Responses to Selected Questions From the Audience

Question: Is there a difference between hallucinations and NDEs?

Dr. Fenwick: People tend to forget their hallucinations, whereas NDEs remain absolutely clear. If you ask people about the nature of their experiences while they are in the intensive care unit, you find they have a totally different flavor from NDEs. They have hallucinations, many of which are illusions based on what is going on in the intensive care unit, and they are usually strongly paranoid. For example, one patient felt that everybody in the unit was against her, that devils were poking her, and that she was being roasted. As she slowly came to consciousness, she realized that the roasting was being on the hot warming pad on the bed, and the devils were the nurses giving her intravenous fluids and injecting her. Now experiences like those do not have the clarity; they do not have the narrative quality; they do not certainly have the positive emotional valence of the typical near-death experience. So I think, at long last, we are beginning to be able to draw a distinction between hallucinations due to altered brain chemistry and the near-death experience. I think they are different.

Question: Does the NDE give us insight into the structure of the universe?

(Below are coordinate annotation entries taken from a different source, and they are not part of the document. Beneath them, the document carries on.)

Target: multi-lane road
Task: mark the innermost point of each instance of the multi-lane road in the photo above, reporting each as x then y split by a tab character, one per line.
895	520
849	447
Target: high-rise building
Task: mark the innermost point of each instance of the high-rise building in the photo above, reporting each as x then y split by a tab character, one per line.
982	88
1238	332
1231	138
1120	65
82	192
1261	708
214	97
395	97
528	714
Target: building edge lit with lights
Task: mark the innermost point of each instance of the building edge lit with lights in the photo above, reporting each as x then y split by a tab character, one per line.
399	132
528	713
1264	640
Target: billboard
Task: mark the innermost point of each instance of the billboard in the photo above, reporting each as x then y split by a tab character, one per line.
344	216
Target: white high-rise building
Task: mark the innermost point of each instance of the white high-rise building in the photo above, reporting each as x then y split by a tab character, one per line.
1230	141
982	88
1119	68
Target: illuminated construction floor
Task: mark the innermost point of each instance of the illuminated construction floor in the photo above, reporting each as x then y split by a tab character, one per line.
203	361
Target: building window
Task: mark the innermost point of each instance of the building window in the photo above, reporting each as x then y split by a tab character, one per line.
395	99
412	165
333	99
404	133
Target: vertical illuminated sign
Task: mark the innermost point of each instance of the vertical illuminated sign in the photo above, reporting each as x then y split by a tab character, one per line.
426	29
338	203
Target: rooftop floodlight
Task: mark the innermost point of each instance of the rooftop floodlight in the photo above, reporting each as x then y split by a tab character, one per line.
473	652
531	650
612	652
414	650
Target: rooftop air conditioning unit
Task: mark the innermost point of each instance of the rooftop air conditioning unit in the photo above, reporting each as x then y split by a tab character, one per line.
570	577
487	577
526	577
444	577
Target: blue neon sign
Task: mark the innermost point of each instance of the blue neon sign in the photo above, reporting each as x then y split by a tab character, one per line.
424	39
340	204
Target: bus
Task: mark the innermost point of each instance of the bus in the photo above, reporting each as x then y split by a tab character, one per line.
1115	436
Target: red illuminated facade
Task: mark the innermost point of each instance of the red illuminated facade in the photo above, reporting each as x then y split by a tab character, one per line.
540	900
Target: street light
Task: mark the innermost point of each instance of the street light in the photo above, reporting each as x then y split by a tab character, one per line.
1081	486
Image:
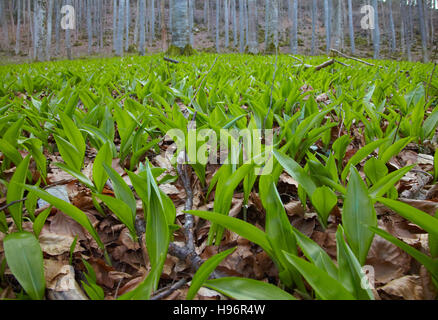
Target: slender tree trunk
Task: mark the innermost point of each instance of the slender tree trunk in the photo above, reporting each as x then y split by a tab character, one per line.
241	28
422	30
120	28
351	27
67	37
136	22
18	31
245	15
163	27
4	23
127	20
327	25
392	27
89	26
41	21
272	43
218	11
376	31
57	27
49	29
234	16
170	15
253	46
405	17
314	24
115	13
152	20
191	7
294	27
142	26
180	34
226	24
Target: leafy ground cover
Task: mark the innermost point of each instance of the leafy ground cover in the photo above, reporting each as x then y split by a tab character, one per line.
90	194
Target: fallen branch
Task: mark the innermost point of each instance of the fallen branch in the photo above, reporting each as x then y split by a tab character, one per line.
352	58
165	292
325	64
170	60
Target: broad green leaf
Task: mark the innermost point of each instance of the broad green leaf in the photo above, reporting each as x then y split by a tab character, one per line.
25	260
350	271
40	221
324	200
430	264
420	218
324	285
69	209
121	189
242	228
72	133
69	153
77	174
248	289
357	214
315	254
121	211
387	182
296	172
360	155
204	272
16	192
99	174
375	169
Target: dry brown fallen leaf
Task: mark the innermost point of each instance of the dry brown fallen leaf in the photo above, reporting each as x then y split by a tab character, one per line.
406	288
389	261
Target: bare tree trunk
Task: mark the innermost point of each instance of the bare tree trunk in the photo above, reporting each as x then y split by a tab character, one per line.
226	24
115	13
273	19
376	31
351	27
49	29
4	23
180	34
241	28
67	37
422	30
253	46
218	11
234	15
190	2
163	27
152	20
57	28
294	27
127	20
314	24
327	25
120	28
142	26
136	22
18	31
89	27
392	27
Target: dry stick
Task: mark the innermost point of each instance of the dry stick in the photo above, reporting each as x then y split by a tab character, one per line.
169	290
272	89
170	60
352	58
200	85
325	64
430	81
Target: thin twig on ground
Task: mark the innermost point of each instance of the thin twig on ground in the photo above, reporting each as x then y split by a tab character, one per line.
352	58
169	290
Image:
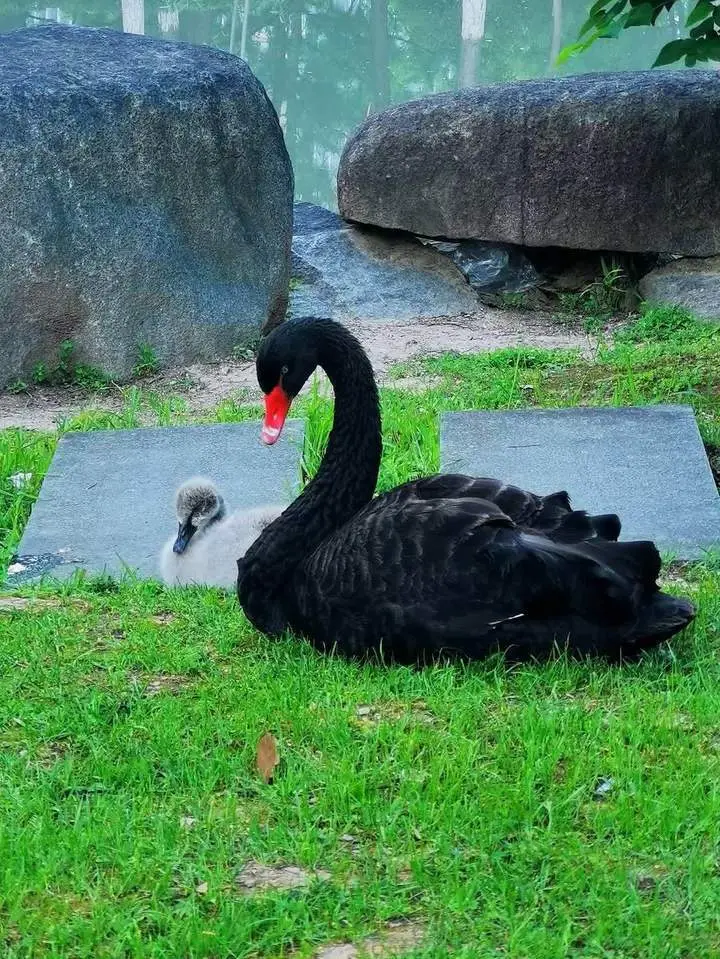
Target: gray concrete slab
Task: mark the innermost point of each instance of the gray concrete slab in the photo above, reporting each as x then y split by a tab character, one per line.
106	503
647	464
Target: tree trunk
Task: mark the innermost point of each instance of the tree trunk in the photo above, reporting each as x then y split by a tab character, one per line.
557	32
472	31
133	13
381	54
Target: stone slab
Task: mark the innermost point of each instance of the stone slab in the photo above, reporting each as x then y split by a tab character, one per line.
647	464
107	501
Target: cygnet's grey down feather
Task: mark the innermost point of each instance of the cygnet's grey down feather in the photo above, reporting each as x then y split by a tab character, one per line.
209	541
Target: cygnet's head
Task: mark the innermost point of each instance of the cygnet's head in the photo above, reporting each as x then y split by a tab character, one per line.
198	504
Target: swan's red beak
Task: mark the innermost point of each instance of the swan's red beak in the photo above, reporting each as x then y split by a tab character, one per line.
277	404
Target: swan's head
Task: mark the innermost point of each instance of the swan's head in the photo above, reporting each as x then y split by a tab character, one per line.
285	361
197	504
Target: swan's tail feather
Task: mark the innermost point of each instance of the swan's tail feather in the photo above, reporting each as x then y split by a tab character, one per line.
661	618
638	562
579	527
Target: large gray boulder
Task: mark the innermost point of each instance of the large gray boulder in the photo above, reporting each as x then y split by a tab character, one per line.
626	161
690	283
145	197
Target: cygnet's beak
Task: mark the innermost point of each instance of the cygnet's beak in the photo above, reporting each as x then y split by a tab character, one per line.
185	531
277	404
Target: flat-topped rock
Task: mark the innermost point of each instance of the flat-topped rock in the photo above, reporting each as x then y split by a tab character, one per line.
624	161
647	464
145	198
107	501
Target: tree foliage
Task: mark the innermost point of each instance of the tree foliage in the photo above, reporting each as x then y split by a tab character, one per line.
607	19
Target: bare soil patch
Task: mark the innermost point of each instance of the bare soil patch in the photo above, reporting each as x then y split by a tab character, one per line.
203	386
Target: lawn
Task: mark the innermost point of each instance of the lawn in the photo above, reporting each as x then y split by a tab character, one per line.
555	810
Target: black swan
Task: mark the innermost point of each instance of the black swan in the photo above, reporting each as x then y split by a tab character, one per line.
446	565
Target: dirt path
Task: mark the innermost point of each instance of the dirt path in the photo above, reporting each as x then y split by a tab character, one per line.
204	385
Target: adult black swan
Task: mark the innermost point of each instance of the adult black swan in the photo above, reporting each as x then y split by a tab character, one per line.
443	565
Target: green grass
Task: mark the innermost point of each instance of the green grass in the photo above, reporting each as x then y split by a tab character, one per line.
469	791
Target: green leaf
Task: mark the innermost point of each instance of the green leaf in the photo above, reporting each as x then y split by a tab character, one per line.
702	10
707	49
614	28
672	52
597	7
640	16
573	49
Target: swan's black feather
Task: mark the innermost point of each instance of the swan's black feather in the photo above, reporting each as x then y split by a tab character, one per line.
447	564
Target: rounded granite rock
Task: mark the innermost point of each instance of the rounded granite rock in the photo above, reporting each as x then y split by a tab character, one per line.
625	161
145	198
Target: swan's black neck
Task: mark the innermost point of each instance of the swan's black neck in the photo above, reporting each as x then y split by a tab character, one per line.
344	483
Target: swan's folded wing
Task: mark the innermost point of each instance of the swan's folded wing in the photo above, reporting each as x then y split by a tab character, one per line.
438	573
552	514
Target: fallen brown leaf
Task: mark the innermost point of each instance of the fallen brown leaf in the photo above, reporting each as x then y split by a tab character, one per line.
266	757
255	876
395	939
12	603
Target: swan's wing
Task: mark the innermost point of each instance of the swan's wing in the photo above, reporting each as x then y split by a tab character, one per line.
552	515
455	574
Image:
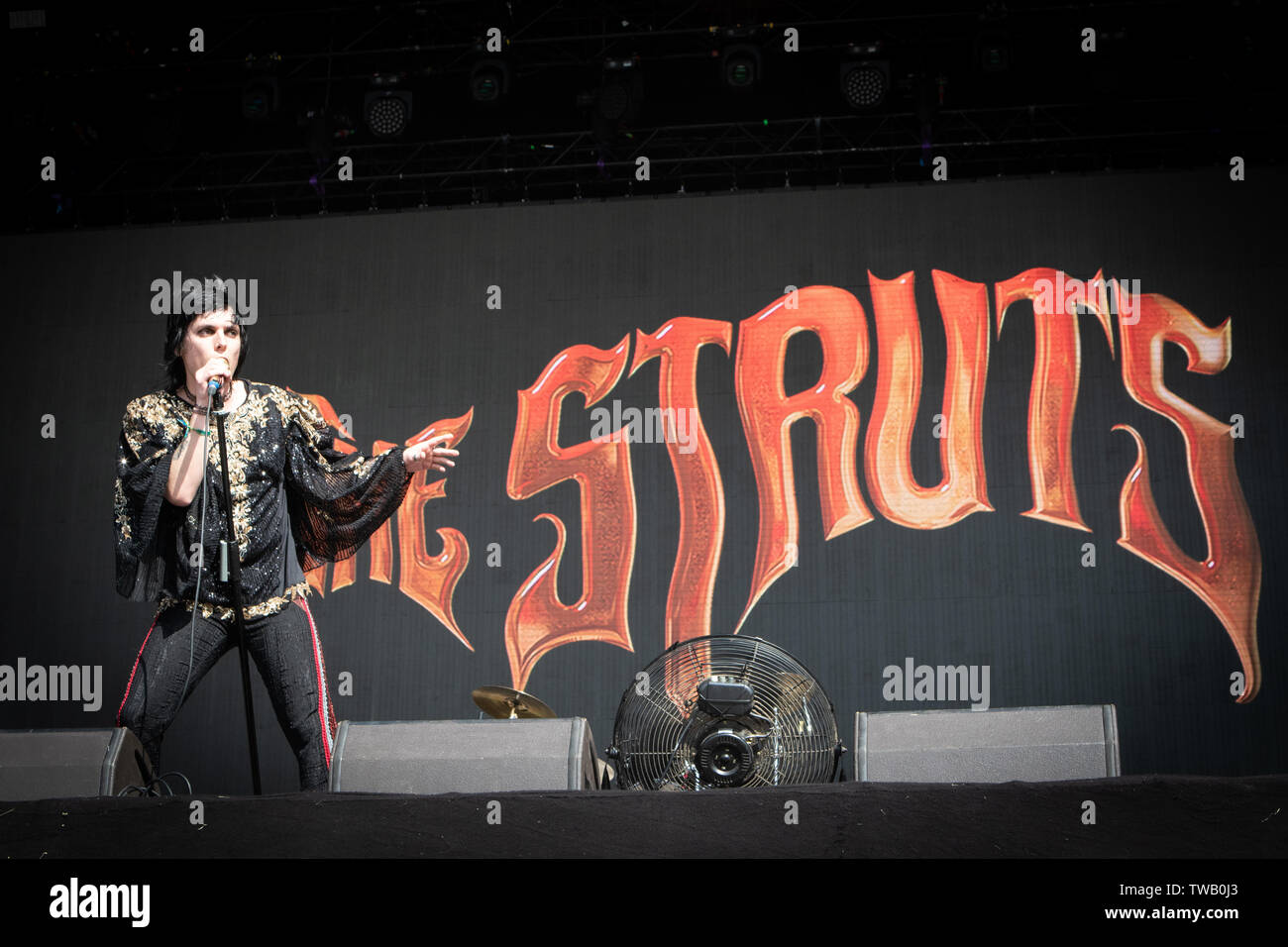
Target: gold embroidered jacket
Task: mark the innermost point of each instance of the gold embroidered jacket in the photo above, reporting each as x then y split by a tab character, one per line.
297	501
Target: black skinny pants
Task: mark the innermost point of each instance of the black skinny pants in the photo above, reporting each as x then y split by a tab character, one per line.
288	655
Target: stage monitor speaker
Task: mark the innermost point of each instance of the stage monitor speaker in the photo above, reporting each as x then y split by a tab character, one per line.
429	757
55	764
1022	744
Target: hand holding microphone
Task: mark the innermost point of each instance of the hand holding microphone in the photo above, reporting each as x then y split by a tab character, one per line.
214	375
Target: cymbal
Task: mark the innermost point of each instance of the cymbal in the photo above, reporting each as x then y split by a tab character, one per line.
503	702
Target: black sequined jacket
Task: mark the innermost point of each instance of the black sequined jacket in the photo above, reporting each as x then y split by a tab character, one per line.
297	501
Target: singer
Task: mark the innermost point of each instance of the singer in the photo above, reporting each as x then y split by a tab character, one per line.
297	502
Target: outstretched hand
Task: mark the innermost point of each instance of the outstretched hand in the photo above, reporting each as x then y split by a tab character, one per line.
433	454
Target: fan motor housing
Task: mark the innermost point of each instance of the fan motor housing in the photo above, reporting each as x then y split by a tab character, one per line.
725	758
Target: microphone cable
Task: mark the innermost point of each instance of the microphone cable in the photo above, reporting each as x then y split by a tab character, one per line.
201	557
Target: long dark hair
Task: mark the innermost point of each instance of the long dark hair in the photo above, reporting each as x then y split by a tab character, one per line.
213	296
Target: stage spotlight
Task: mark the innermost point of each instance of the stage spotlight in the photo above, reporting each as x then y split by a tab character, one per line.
993	52
739	65
621	91
864	77
489	81
386	110
261	98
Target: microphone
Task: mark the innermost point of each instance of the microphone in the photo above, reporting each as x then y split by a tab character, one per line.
213	385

Dr. Fenwick: This is a really wonderful question, and it goes right to the heart of our understanding of what the universe is and how it is constructed. Physicist Amit Goswami (Goswami, Reed, and Goswami, 1995) argues that the basic ground structure of the universe is love and consciousness, and that the physical universe is a manifestation of this ground state. He has a theory relating to quantum mechanics about how every moment that we perceive something, we do create the physical world of that perception, and we create it essentially from the ground structure of the universe. So he argues that consciousness is primary and notan epiphenomenon of the brain. Goswami is very much in the Buddhist tradition, and this is the Buddhist view of the world. Now let us just go back to the experiences people have of the universe and how in these wide experiences they define its structure. So again, let us try to follow the data.

These very wide experiences are called transcendent experiences. About 30 percent of the population will have weak transcendent experiences, and about 10 percent strong transcendent experiences, very similar to NDEs, in which they see through into the structure of the universe. Everybody who has had this experience is very clear: that the universe is composed of love and consciousness. And when they see the structure of plants, matter, people, the whole thing, they say that it is composed of love and consciousness. That is what they say. Now, that is very similar to what people say about their experience in the NDE, and that would also fit in with Goswami’s model.

You probably know that a large number of astronauts had transcendent experiences. Edgar Mitchell is one (Mitchell and Williams, 1996). But the astronauts who were in control of the capsule did not have these experiences because they were busy with calculations and responsibilities. It was the guys that could stare out of the windows, who were not doing so much, who had the luxury of contemplation, who had transcendent experiences. And, again, if you talk to Mitchell, he will tell you quite simply that the universe is a universe of consciousness and love. Goswami’s ideas go along with this, but the challenge is in formalizing these observations so that they can, in fact, be used by science.

Question: In childbirth, people are not dying, so why do they have NDEs?

Dr. Fenwick: The NDE has many different causes, and can occur for different reasons. My own view is that the NDE at its limit transforms itself into a transcendent experience, and I am not sure that you can distinguish between NDEs and transcendent experiences. For example, some people have the NDE when they are relaxed, or in a dream, or when they are asleep, and the experience then seems to be much better classified as a true transcendent experience. In a true near-death experience, large changes in physiology are involved; the typical near-death experience which then occurs has many features that will allow its classification also as a true transcendent experience. Some people who do get very seriously ill in childbirth drop their blood pressures and may have catastrophic bleeds. During this medical crisis a true NDE is often experienced. In summary, near-death experiences are transcendent experiences, but transcendent experiences can also occur when you are not actually near death.